Training deep neural networks has become increasingly demanding, requiring large datasets and significant computational resources, especially as model complexity advances. Data distillation methods, which aim to improve data efficiency, have emerged as promising solutions to this challenge. In the field of single image super-resolution (SISR), the reliance on large training datasets highlights the importance of these techniques. Recently, a generative adversarial network (GAN) inversion-based data distillation framework for SR was proposed, showing potential for better data utilization. However, the current method depends heavily on pre-trained SR networks and class-specific information, limiting its generalizability and applicability. To address these issues, we introduce a new data distillation approach for image SR that does not need class labels or pre-trained SR models. In particular, we first extract high-gradient patches and categorize images based on CLIP features, then fine-tune a diffusion model on the selected patches to learn their distribution and synthesize distilled training images. Experimental results show that our method achieves state-of-the-art performance while using significantly less training data and requiring less computational time.

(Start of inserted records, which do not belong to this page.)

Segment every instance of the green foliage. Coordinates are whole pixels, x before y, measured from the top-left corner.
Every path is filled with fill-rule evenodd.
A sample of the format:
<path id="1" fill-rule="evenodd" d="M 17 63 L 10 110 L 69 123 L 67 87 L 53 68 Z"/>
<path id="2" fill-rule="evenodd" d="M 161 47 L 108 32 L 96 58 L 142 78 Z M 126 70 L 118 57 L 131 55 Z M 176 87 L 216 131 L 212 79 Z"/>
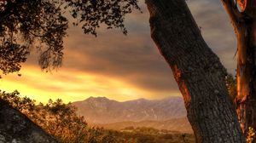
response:
<path id="1" fill-rule="evenodd" d="M 8 101 L 14 108 L 20 110 L 32 121 L 61 142 L 84 142 L 89 128 L 84 117 L 76 115 L 76 108 L 64 104 L 61 100 L 46 105 L 36 105 L 35 100 L 20 96 L 18 91 L 0 93 L 0 100 Z"/>
<path id="2" fill-rule="evenodd" d="M 61 66 L 63 37 L 69 13 L 84 32 L 96 36 L 101 24 L 126 34 L 125 15 L 139 9 L 137 0 L 2 0 L 0 1 L 0 71 L 19 72 L 33 47 L 42 69 Z"/>
<path id="3" fill-rule="evenodd" d="M 123 131 L 89 127 L 76 108 L 61 100 L 49 100 L 45 105 L 21 96 L 18 91 L 0 91 L 0 100 L 20 110 L 43 129 L 64 143 L 190 143 L 193 134 L 180 134 L 153 128 L 128 127 Z"/>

Specifically, when we train a baseline Transformer model for SR with only 0.68% of the original dataset, the performance drop is just 0.3 dB. In this case, diffusion model fine-tuning takes 4 hours, and SR model training completes within 1 h, much shorter than the 11-hour training time with the full dataset.

查看原文本刊更多论文

无类别标签和预训练模型的超分辨率数据集蒸馏

训练深度神经网络的要求越来越高，需要大量的数据集和大量的计算资源，特别是随着模型复杂性的提高。旨在提高数据效率的数据蒸馏方法已经成为应对这一挑战的有希望的解决方案。在单幅图像超分辨率（SISR）领域，对大型训练数据集的依赖凸显了这些技术的重要性。最近，一种基于生成对抗网络（GAN）反转的SR数据蒸馏框架被提出，显示出更好的数据利用潜力。然而，目前的方法严重依赖于预训练的SR网络和特定类别的信息，限制了其泛化和适用性。为了解决这些问题，我们为图像SR引入了一种新的数据蒸馏方法，该方法不需要类标签或预训练的SR模型。其中，我们首先提取高梯度的小块，并基于CLIP特征对图像进行分类，然后在选择的小块上微调扩散模型，学习它们的分布并合成蒸馏的训练图像。实验结果表明，我们的方法在使用更少的训练数据和更少的计算时间的同时达到了最先进的性能。具体来说，当我们仅使用原始数据集的0.68%来训练SR的基线Transformer模型时，性能下降仅为0.3 dB。在这种情况下，扩散模型的微调时间为4小时，SR模型的训练时间为1小时，大大缩短了完整数据集11小时的训练时间。

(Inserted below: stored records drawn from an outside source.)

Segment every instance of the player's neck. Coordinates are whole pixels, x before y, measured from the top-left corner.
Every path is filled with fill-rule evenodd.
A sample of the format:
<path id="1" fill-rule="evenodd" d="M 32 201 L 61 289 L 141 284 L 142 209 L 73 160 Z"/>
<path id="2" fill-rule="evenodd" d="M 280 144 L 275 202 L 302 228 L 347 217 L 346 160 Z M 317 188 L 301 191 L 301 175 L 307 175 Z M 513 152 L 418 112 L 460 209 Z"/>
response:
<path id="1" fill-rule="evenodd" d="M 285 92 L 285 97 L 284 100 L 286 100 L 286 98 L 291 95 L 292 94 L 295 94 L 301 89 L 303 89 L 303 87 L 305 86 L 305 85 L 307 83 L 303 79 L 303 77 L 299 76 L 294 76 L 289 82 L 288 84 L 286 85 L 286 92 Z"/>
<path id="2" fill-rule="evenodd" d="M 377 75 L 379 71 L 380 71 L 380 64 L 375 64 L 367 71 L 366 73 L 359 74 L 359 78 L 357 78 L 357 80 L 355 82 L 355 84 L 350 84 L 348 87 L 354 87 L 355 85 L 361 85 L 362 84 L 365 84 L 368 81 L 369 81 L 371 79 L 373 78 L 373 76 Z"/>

本文章由计算机程序翻译，如有差异，请以英文原文为准。

求助全文

约1分钟内获得全文求助全文

来源期刊

IEEE Signal Processing Letters 工程技术-工程：电子与电气

CiteScore

7.40

自引率

12.80%

发文量

339

审稿时长

2.8 months

期刊介绍： The IEEE Signal Processing Letters is a monthly, archival publication designed to provide rapid dissemination of original, cutting-edge ideas and timely, significant contributions in signal, image, speech, language and audio processing. Papers published in the Letters can be presented within one year of their appearance in signal processing conferences such as ICASSP, GlobalSIP and ICIP, and also in several workshop organized by the Signal Processing Society.